Ildır’ın konukları hem birbiriyle tanışıp kaynaştılar, hem eğlendiler, hem de geçmişleriyle ilgili bilgiler elde ettiler.Yerleşik halkı, Atatürk’ün annesi Zübeyde Hanım’ın köyü Karacaova Karlat’tan 1923 yılında Türkiye’ye gelen Ildırlı’lar, Muhtar Erdem Yavuz’un öncülüğünde iki günlük bir etkinlik düzenledi.
Türkiye’nin değişik bölgelerinde yaşayan Karacaova göçmenleri, İstanbul’da yaşayan işadamı Hüseyin Aynalı’nın sosyal medyada kurduğu Karacaova Mübadilleri oluşumunun katkısıyla Ildır’a geldi. Edirne, İstanbul, Tekirdağ, Aydın, Sakarya ve Kocaeli’de oturan yaklaşık 160 kişi, Ildır’da pansiyonlar ve evlerde konuk edildi. İlk gün tanışmanın ardından 200’ü aşkın Ildırlı’nın da katılımıyla halk oyunları oynandı, hep birlikte yemek yendi.

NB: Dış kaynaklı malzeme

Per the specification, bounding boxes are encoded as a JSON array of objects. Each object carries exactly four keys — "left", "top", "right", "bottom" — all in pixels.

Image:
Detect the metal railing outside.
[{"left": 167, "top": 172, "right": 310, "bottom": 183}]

Öğleden sonra ise okul bahçesindeki toplantıda konuşmalar yapıldı. Ildır Mahallesi Muhtarı Erdem Yavuz, “Bizler köklü bir ağacın dallarıyız. Karacaova bölgesinden 95 yıl önce zorunlu göçe tabi tutulan atalarımız savaştan zaferle çıkmış Türkiye’nin çeşitli bölgelerine dağılmış. Biz onların torunları olarak bir araya geldik. Özellikle köyümüzün kadınları bizim konukları en iyi şekilde ağırlamamızı sağladı. Onlara buradan teşekkürlerimi iletirim” dedi. Ardından kürsüye gelen Karacaovalı Mübadiller Oluşumu Başkanı Hüseyin Aynalı, bugüne kadar 7 kez buluştuklarını, Ege’de ilk kez toplandıklarını dile getirdi. Ildırlılar’a teşekkür eden Aynalı, “Atatürk’ün annesi, annemiz Zübeyde Hanım’ın köylüleri olan Ildırlılar size bir de hediye getirdim” diyerek Karacaova’dan getirilen bir damacana suyu Muhtar Yavuz’a verdi.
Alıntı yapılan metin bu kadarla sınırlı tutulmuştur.